Withholding variation for certain office holders
Treasury has registered the Taxation Administration (PAYG Withholding Variation for Company Directors and Certain Office Holders) Legislative Instrument 2026. The Instrument reduces to nil, the amount that an entity must withhold from certain payments to an individual, where the full amount of the payment must be paid to another entity of which the individual is a director, partner or employee.
The Instrument also exempts the entity making the payment from requirements to notify the Commissioner under the Single Touch Payroll (STP) reporting framework and requirements to issue payment summaries which may otherwise apply in respect of the payment.
Date of effect: 6 March 2026.
RULINGS AND GUIDANCE
ATO ID 2010/124 withdrawn - CGT event C1
The ATO has withdrawn Interpretative Decision ATO ID 2010/124: CGT event C1: sale of shares without the owner's consent - stockbroker's mistake. The withdrawal marks a shift in how the ATO classifies the unauthorised sale of shares due to a broker's error, where:
- previously the ATO considered shares sold without consent due to a mistake triggered CGT event C1 (loss or destruction), which meant that taxpayers were allowed to access replacement asset roll-over under Subdiv 124-B of the ITAA 1997;
- currently the ATO maintains that such a sale is simply a disposal of an asset, which triggers CGT event A1, ie the replacement asset roll-over is no longer available.
Class ruling
Class Ruling CR 2026/9 (Seven West Media Limited - scrip for scrip roll-over) - Eligible shareholders can choose to obtain scrip for scrip roll-over if they made a capital gain from the disposal of their shares.
CASES
Pilot's medical expenses not deductible
An airline pilot has been denied a deduction for expenses incurred in regaining his medical certificates. The taxpayer claimed deductions (of just over $22,900) for the medical expenses he incurred but the ART agreed with the ATO that they were not deductible. The ART considered the taxpayer's situation was akin to the "pre-employment medical examination" that is required to get a job, the expenses of which are not deductible. (Farley and FCT [2026] ARTA 255, ART, Burch GM, 23 February 2026.)

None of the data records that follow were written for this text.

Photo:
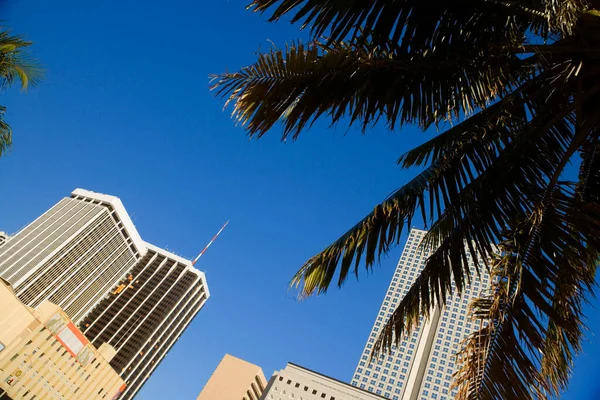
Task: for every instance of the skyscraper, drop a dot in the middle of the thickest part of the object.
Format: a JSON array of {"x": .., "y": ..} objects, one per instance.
[
  {"x": 146, "y": 313},
  {"x": 73, "y": 254},
  {"x": 85, "y": 255},
  {"x": 421, "y": 368},
  {"x": 297, "y": 382}
]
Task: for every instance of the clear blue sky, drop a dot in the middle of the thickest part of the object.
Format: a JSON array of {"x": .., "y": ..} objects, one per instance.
[{"x": 126, "y": 110}]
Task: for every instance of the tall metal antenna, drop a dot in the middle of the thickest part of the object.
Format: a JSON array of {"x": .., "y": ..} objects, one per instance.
[{"x": 209, "y": 243}]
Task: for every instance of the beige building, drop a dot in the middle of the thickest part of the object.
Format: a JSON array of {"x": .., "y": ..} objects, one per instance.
[
  {"x": 44, "y": 356},
  {"x": 234, "y": 379},
  {"x": 86, "y": 256},
  {"x": 299, "y": 383}
]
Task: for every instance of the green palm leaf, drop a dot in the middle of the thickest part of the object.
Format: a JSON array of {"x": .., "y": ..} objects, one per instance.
[
  {"x": 519, "y": 82},
  {"x": 16, "y": 65}
]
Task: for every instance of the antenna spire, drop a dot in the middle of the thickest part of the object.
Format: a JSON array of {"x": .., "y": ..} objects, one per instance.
[{"x": 209, "y": 243}]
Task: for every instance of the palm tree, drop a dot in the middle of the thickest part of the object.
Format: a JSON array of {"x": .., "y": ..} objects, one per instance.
[
  {"x": 519, "y": 84},
  {"x": 15, "y": 65}
]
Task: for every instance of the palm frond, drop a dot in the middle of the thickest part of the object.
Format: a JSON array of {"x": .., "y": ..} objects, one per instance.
[
  {"x": 531, "y": 320},
  {"x": 412, "y": 22},
  {"x": 16, "y": 63},
  {"x": 5, "y": 133},
  {"x": 367, "y": 83}
]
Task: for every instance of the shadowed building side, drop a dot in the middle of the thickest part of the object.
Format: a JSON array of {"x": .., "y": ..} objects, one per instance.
[
  {"x": 146, "y": 313},
  {"x": 234, "y": 379},
  {"x": 73, "y": 254}
]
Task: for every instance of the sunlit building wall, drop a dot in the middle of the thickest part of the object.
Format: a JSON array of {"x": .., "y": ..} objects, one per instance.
[{"x": 421, "y": 367}]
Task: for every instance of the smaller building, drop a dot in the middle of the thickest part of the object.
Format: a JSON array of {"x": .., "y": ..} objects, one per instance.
[
  {"x": 234, "y": 379},
  {"x": 44, "y": 356},
  {"x": 298, "y": 382}
]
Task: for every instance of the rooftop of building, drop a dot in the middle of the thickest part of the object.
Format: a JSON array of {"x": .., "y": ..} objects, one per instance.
[{"x": 337, "y": 381}]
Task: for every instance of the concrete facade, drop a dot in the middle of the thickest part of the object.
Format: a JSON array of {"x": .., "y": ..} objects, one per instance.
[
  {"x": 421, "y": 368},
  {"x": 234, "y": 379},
  {"x": 44, "y": 356},
  {"x": 86, "y": 256},
  {"x": 73, "y": 254},
  {"x": 299, "y": 383}
]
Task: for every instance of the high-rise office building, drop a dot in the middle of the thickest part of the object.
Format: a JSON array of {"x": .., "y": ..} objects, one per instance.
[
  {"x": 73, "y": 254},
  {"x": 44, "y": 356},
  {"x": 146, "y": 313},
  {"x": 296, "y": 382},
  {"x": 234, "y": 379},
  {"x": 421, "y": 367},
  {"x": 3, "y": 238},
  {"x": 85, "y": 255}
]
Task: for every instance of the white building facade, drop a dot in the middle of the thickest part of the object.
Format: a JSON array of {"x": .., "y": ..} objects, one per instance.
[
  {"x": 86, "y": 256},
  {"x": 421, "y": 368}
]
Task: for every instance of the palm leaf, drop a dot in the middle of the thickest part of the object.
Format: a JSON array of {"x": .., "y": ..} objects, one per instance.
[
  {"x": 412, "y": 22},
  {"x": 16, "y": 65},
  {"x": 366, "y": 83}
]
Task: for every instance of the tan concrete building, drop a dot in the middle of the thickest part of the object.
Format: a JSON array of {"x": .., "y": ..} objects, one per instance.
[
  {"x": 234, "y": 379},
  {"x": 296, "y": 382},
  {"x": 44, "y": 356}
]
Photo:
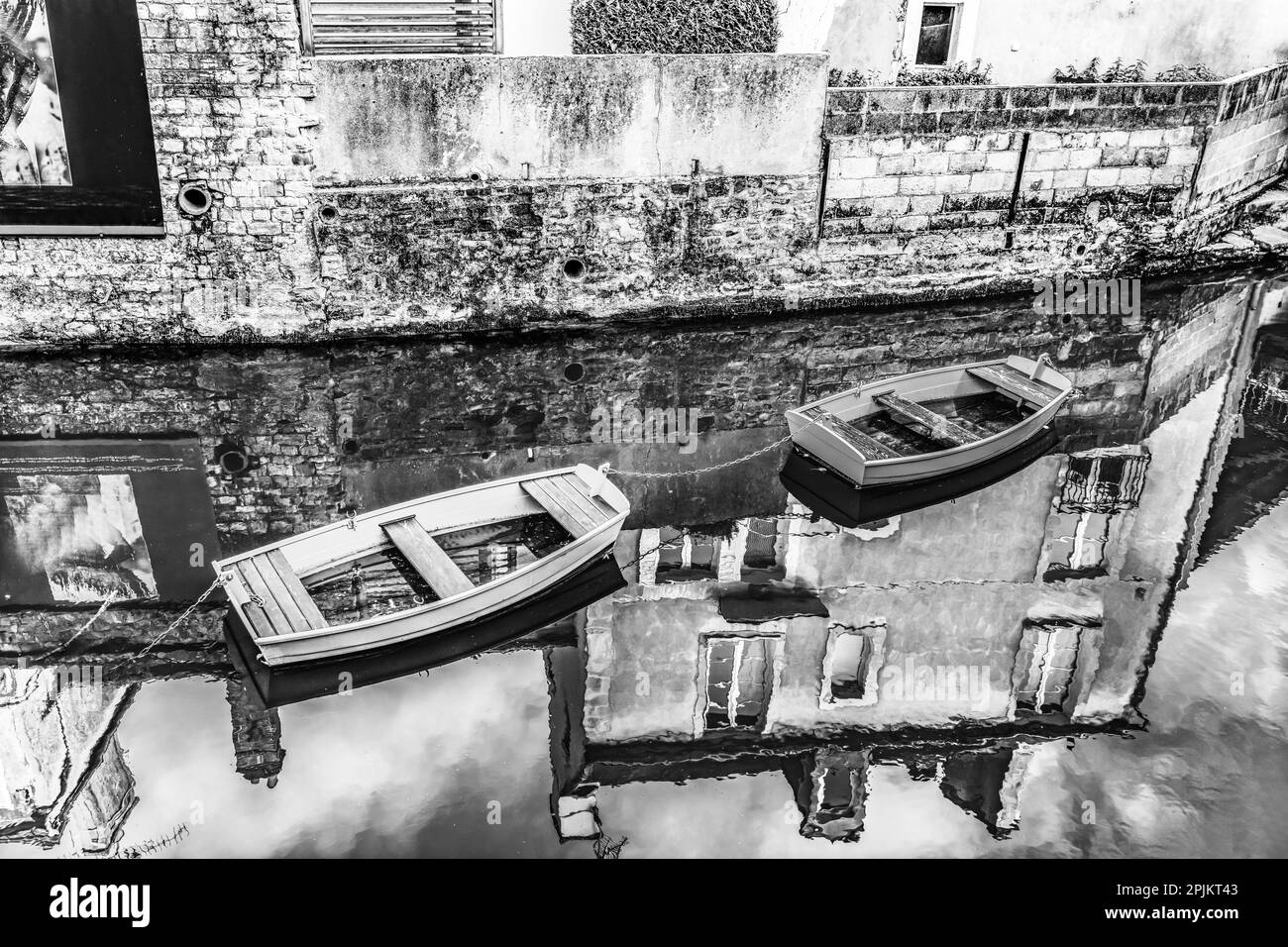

ATO loses appeal on truck driver's expenses
The ATO has lost an appeal against an ART decision that a truck driver was entitled to a deduction for food expenses based on the ATO's reasonable daily amount. The Federal Court find that the ART did not err in concluding that the taxpayer had demonstrated that the amounts claimed had been incurred. Nor had the ART imposed a lower burden of proof on the taxpayer when it came to evaluating whether he had discharged his onus to prove that he had incurred the amounts claimed.
In addition, the ART did not find that the existence of a "reasonable expectation" within the meaning of s 900-200 ITAA 1997 relieved the taxpayer of his obligation to prove that the relevant expenses were incurred. (FCT v Shaw [2026] FCA 197, Fed Ct, Colvin J, 4 March 2026.)